In September 2013, Manual Therapy Journal published an article, “Deep massage to posterior calf muscles in combination with neural mobilization exercises as a treatment for heel pain: A pilot randomized clinical trial”. This article showcased the beneficial effects of deep tissue massage when combined with corrective exercise. The trial involved 69 patients that were randomized to receive deep tissue massage or ultrasound.

The results showed that the massage group exhibited a statistically significant improvement in function compared to the ultrasound group.

Stretch Therapy for Plantar Fasciitis

While deep tissue massage has been shown to decrease pain from plantar fasciitis, adding stretch therapy into your treatment plan can substantially improve the outcome. A 2014 study published by The Permanente Journal found that “plantar fascia specific stretching had the best statistically significant long-term results” for reducing pain resulting from plantar fasciitis. Sometimes, tightness in your Achilles tendon and calf may contribute to plantar fasciitis.

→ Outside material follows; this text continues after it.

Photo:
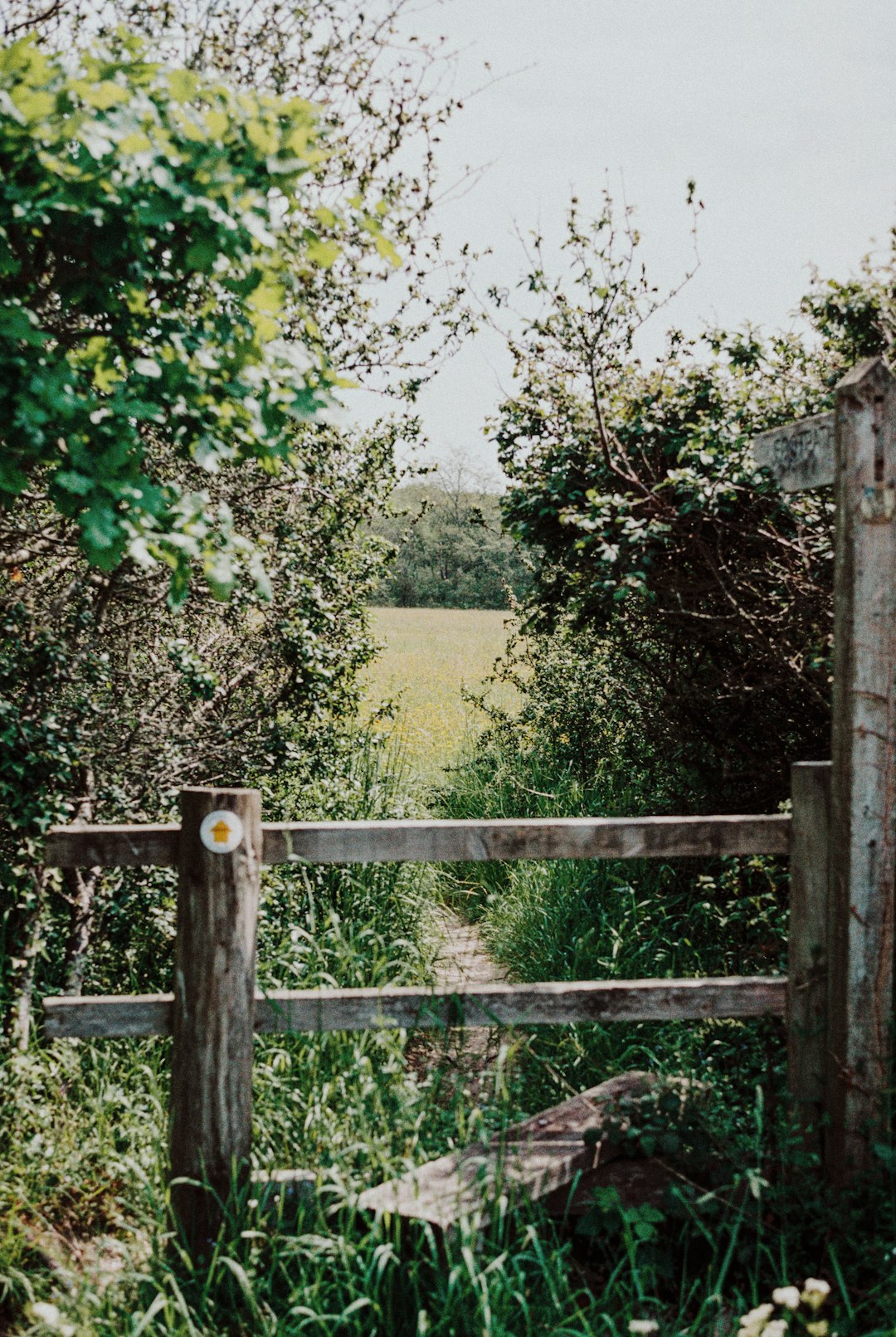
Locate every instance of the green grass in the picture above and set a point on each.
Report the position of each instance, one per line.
(85, 1247)
(430, 656)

The Anatomy of Wellness’s pain and injury clinical treatments incorporate plantar fascia-specific stretches, including:

  • Calf stretch
  • Rolling stretch
  • Plantar fascia stretch
  • Foot flexes
  • Towel curls

Kinesio Tape for Plantar Fasciitis

Kinesio tape is one treatment we use to help provide relief from your plantar fasciitis. K-tape is a non-invasive treatment and we use the high quality products from RockTape. How does kinesiology tape for plantar fasciitis help?

  • Decrease pain
  • Take the pressure off of your plantar fascia
  • Support your foot’s natural arch
  • Facilitate muscles surrounding your foot to provide more support.

By using kinesiology tape on your foot, you may be able to provide better support to your arch and decrease the pain and pressure on the plantar fascia. This may help you return to normal walking and running faster, especially when paired with massage therapy and potentially corrective exercise.

Corrective Exercise for Plantar Fasciitis

Through a functional movement assessment performed by our certified Corrective Exercise Specialists, a corrective exercise treatment plan is developed.
Risk factors for developing plantar fasciitis and foot pain include running, prolonged weight-bearing, kneeling on the foot for extended periods of time (think gardening), obesity, and limited ankle dorsiflexion.
With any type of repetitive movement comes the development of muscle imbalances. Corrective exercise corrects muscle imbalances which gives the tissue a fighting chance to heal completely without re-injury getting in the way.
Once the body is trained to move properly, you can expect long-lasting pain relief.